Meanwhile, GAO issued an assessment of steps USPS has taken so far or potentially could take, finding for example that reductions in personnel have been largely offset by increases in costs per employee.
It said that over fiscal 2006-2013 USPS cut its workforce and number of work hours through early retirement offers, attrition, and initiatives to streamline its operations. The workforce fell from 796,000 to 618,000 employees, or by about 22 percent, while work hours decreased by about the same, 24 percent, to 1.1 billion hours. However, average hourly wage and benefits costs have increased due to cost-of-living allowances, rising health benefit costs, and wage increases negotiated in collective-bargaining agreements.

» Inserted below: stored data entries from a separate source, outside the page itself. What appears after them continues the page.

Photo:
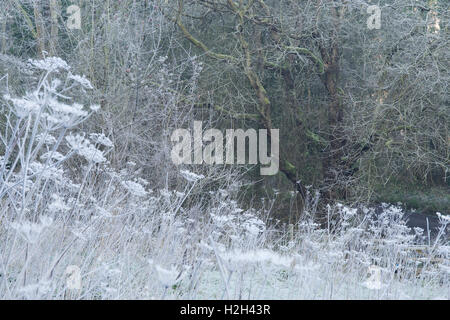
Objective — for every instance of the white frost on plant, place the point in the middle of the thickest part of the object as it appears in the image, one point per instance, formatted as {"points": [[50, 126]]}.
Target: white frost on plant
{"points": [[256, 256], [100, 138], [134, 188], [85, 149], [31, 231], [58, 204], [168, 277], [49, 64], [190, 176], [53, 155], [82, 80]]}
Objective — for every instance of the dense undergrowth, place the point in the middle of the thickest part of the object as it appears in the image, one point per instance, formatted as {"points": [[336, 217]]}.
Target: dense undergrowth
{"points": [[99, 233]]}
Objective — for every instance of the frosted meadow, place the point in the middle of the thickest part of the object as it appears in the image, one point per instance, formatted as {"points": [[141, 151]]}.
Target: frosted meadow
{"points": [[224, 150]]}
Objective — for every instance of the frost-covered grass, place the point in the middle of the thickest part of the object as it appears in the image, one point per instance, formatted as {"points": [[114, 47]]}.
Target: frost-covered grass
{"points": [[128, 240]]}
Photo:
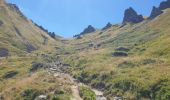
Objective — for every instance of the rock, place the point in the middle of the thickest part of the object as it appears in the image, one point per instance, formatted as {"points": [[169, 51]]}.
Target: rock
{"points": [[130, 16], [155, 12], [122, 49], [41, 97], [164, 5], [89, 29], [15, 8], [30, 48], [4, 52], [10, 74], [118, 98], [119, 54], [1, 23], [36, 66], [107, 26]]}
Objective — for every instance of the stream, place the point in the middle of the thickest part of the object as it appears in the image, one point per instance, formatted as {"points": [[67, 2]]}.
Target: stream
{"points": [[56, 69]]}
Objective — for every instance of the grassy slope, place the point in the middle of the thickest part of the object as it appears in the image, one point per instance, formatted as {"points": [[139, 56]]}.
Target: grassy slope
{"points": [[15, 33], [136, 76]]}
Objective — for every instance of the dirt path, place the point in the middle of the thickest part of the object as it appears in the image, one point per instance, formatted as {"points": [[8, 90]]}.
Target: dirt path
{"points": [[75, 93]]}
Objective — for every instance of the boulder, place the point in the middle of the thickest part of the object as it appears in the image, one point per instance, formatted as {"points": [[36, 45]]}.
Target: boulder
{"points": [[119, 54], [155, 12], [10, 74], [89, 29], [164, 5], [1, 23], [107, 26], [131, 16], [4, 52]]}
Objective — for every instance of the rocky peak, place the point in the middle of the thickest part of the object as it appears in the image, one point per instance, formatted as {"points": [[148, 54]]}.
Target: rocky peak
{"points": [[164, 5], [15, 8], [155, 12], [89, 29], [131, 16], [107, 26]]}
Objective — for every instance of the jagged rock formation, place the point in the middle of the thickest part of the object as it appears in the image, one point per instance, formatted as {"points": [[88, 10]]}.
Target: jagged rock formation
{"points": [[131, 16], [155, 12], [3, 52], [164, 5], [107, 26], [89, 29]]}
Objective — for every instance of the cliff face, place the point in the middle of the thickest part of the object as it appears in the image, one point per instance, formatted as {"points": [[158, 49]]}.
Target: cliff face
{"points": [[164, 5], [18, 34], [155, 12], [89, 29], [131, 16]]}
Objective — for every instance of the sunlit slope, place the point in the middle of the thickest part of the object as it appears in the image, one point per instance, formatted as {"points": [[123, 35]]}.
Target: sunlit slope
{"points": [[18, 34], [132, 61]]}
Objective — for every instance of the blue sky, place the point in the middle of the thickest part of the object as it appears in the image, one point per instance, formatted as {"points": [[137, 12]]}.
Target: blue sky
{"points": [[70, 17]]}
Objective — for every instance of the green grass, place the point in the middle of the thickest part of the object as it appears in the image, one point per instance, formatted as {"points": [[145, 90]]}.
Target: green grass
{"points": [[86, 93]]}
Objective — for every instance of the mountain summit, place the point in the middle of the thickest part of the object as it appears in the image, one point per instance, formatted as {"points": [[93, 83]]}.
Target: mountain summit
{"points": [[131, 16], [89, 29]]}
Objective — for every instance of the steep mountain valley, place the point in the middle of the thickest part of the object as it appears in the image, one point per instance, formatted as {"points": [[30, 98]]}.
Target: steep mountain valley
{"points": [[127, 61]]}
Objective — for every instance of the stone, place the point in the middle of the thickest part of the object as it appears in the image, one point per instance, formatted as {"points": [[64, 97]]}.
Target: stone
{"points": [[10, 74], [155, 12], [1, 23], [89, 29], [107, 26], [131, 16], [164, 5], [4, 52], [119, 54]]}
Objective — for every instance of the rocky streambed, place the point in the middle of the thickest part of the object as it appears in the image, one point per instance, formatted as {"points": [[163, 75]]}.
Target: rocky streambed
{"points": [[57, 69]]}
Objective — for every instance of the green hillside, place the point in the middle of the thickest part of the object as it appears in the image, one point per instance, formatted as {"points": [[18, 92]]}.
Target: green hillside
{"points": [[130, 61]]}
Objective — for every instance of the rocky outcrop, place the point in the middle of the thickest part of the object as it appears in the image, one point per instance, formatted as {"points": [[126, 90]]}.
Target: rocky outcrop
{"points": [[15, 8], [107, 26], [164, 5], [131, 16], [1, 23], [89, 29], [155, 12], [4, 52]]}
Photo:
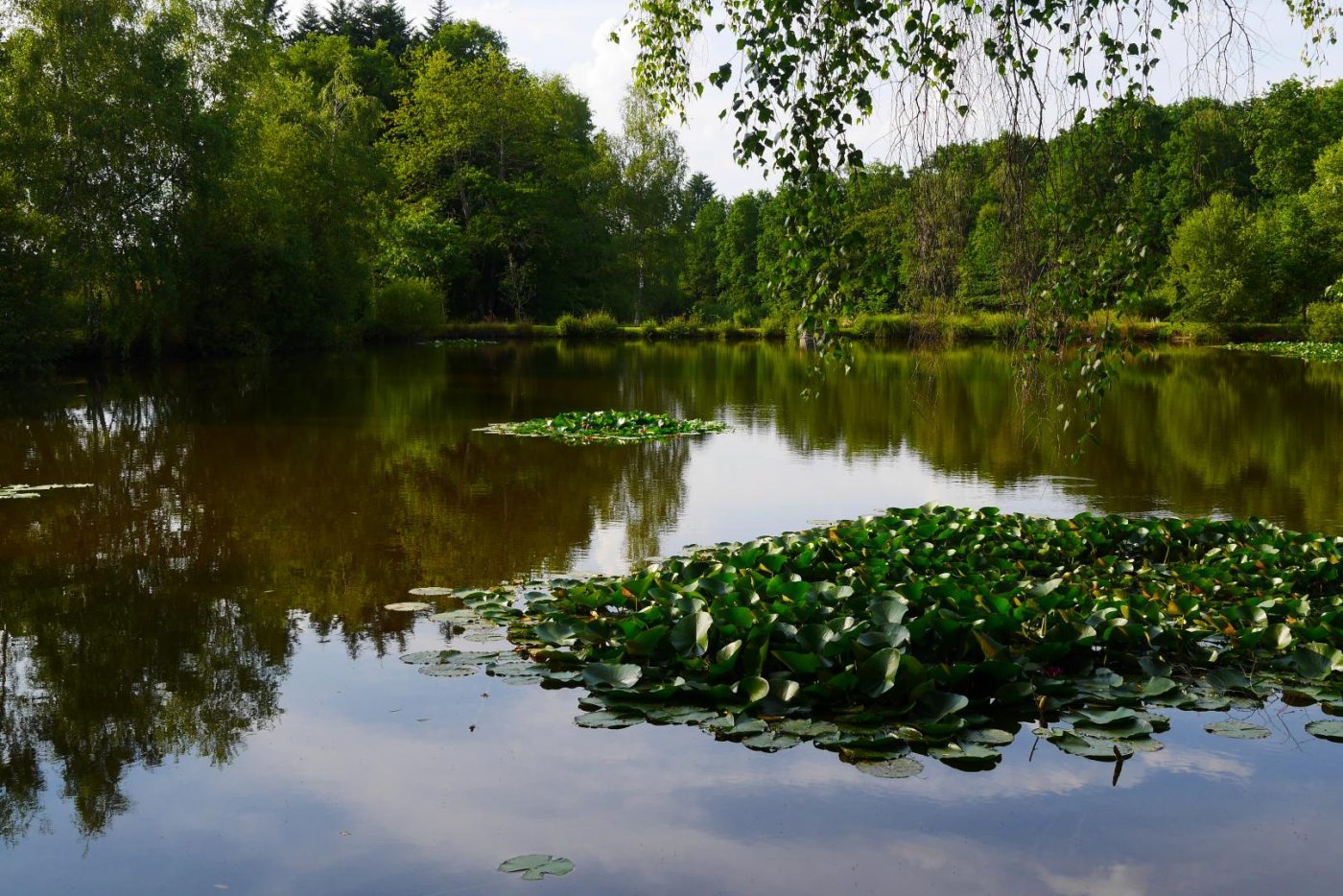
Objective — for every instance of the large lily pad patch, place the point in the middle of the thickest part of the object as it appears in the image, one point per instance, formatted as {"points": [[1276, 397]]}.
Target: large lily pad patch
{"points": [[606, 426], [942, 631]]}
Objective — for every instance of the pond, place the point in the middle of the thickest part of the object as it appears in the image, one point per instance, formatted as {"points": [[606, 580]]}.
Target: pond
{"points": [[200, 688]]}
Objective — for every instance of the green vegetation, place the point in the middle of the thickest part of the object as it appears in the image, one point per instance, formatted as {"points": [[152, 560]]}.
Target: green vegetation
{"points": [[536, 866], [607, 426], [942, 630], [15, 492], [218, 180], [593, 325], [405, 309], [1326, 321], [1306, 351]]}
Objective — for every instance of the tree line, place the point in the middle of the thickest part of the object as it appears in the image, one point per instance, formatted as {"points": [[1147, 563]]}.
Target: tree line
{"points": [[212, 177]]}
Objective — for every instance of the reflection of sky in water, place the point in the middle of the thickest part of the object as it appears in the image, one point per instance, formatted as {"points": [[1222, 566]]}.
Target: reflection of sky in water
{"points": [[371, 781], [745, 483]]}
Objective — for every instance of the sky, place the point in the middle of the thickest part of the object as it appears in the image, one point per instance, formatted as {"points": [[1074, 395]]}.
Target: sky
{"points": [[571, 37]]}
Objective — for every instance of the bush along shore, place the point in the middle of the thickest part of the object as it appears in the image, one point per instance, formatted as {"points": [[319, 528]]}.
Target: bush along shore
{"points": [[937, 631], [877, 329]]}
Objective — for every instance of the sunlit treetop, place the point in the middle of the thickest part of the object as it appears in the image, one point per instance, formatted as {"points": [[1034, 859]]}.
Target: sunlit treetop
{"points": [[805, 70]]}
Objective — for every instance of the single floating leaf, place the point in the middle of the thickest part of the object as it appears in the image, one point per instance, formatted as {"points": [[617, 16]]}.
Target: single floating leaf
{"points": [[536, 866], [1237, 730]]}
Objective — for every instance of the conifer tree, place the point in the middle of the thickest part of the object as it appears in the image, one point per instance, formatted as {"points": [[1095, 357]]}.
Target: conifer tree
{"points": [[439, 13], [309, 23], [340, 19]]}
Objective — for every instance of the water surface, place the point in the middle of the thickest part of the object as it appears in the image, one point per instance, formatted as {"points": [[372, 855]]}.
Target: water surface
{"points": [[199, 687]]}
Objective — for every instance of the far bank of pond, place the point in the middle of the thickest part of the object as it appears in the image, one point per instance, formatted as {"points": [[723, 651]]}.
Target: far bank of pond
{"points": [[201, 685]]}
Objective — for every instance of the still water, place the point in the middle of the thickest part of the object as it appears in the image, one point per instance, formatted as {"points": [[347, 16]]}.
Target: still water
{"points": [[200, 691]]}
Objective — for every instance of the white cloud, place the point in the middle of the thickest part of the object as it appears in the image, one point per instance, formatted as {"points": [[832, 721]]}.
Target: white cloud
{"points": [[570, 37]]}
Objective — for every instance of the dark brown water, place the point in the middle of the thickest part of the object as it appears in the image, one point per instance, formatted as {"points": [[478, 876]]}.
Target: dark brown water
{"points": [[199, 687]]}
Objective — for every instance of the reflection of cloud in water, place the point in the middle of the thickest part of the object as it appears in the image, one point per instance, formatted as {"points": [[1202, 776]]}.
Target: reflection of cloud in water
{"points": [[1117, 880], [667, 809]]}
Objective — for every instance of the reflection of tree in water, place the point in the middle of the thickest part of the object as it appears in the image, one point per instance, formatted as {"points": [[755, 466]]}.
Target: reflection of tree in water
{"points": [[152, 617]]}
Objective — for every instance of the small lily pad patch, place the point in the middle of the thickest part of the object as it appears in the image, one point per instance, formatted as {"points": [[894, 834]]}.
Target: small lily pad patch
{"points": [[1237, 730], [939, 631], [606, 426], [19, 492], [409, 606], [536, 866]]}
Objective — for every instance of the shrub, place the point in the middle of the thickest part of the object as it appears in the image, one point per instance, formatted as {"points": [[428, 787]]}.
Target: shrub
{"points": [[406, 309], [883, 329], [728, 331], [1326, 321], [591, 325], [778, 324], [681, 328], [1217, 265]]}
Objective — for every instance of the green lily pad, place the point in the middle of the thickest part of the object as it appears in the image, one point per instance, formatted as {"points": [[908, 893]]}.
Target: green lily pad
{"points": [[1237, 730], [536, 866], [1326, 728], [456, 617], [966, 757], [606, 674], [425, 657], [449, 670], [771, 742], [608, 719], [989, 737]]}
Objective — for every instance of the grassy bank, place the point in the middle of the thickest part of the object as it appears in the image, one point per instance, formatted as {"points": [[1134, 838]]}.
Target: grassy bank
{"points": [[879, 329]]}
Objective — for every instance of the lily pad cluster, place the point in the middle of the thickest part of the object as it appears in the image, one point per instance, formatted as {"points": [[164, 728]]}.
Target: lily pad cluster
{"points": [[1306, 351], [606, 426], [15, 492]]}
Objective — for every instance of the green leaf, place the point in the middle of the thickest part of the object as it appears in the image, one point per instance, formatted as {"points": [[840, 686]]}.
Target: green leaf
{"points": [[536, 866], [1326, 728], [1237, 730], [754, 690], [877, 672], [601, 676], [692, 633]]}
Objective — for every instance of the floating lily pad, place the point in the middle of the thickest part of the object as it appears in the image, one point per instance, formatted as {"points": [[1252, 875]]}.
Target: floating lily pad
{"points": [[966, 757], [456, 617], [536, 866], [607, 719], [449, 670], [1237, 730], [771, 742], [425, 657], [606, 426], [604, 674], [1326, 728]]}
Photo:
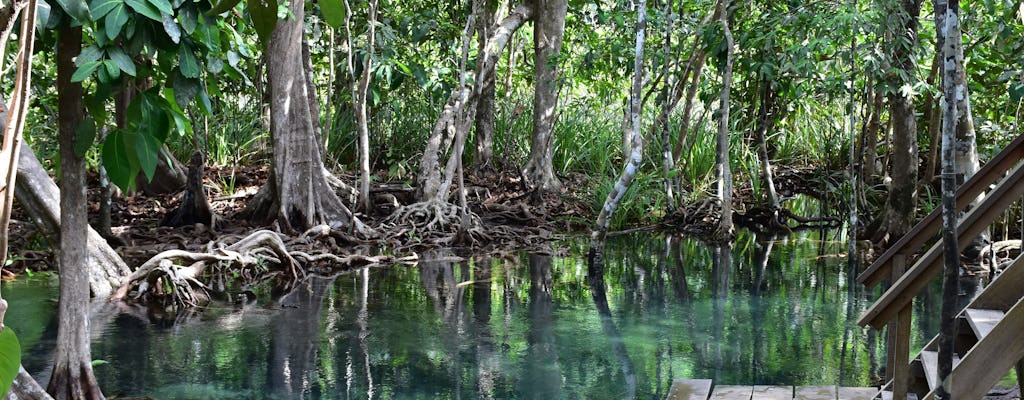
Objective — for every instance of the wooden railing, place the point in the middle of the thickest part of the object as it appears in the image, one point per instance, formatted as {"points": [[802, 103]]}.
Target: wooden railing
{"points": [[894, 307]]}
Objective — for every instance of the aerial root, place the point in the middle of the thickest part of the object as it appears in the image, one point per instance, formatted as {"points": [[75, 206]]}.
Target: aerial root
{"points": [[188, 278], [436, 223]]}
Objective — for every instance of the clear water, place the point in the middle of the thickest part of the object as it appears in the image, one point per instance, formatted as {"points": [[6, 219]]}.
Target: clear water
{"points": [[765, 312]]}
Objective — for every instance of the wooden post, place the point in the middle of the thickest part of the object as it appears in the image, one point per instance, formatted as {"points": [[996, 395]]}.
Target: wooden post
{"points": [[901, 344]]}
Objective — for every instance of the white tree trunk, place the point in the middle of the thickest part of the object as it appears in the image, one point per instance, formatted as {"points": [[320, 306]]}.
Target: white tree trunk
{"points": [[636, 138]]}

As for additional cost-cutting steps within postal management’s control, GAO noted that USPS has considered requiring customers to change to less costly delivery modes, for example mandating large-scale conversions from door delivery to delivery to a curbside or centralized mailbox; that has the potential to generate $2 billion in annual savings. “However, although USPS has the authority to mandate such conversions, it has not done so because it anticipates that such a change would face resistance from customers, employees, postal labor organizations, and mailing-industry stakeholders,” GAO said.
Similarly, switching to five-day mail delivery (with packages continuing to be delivered six days a week) also would produce annual savings of $2 billion, but that change would require approval of Congress.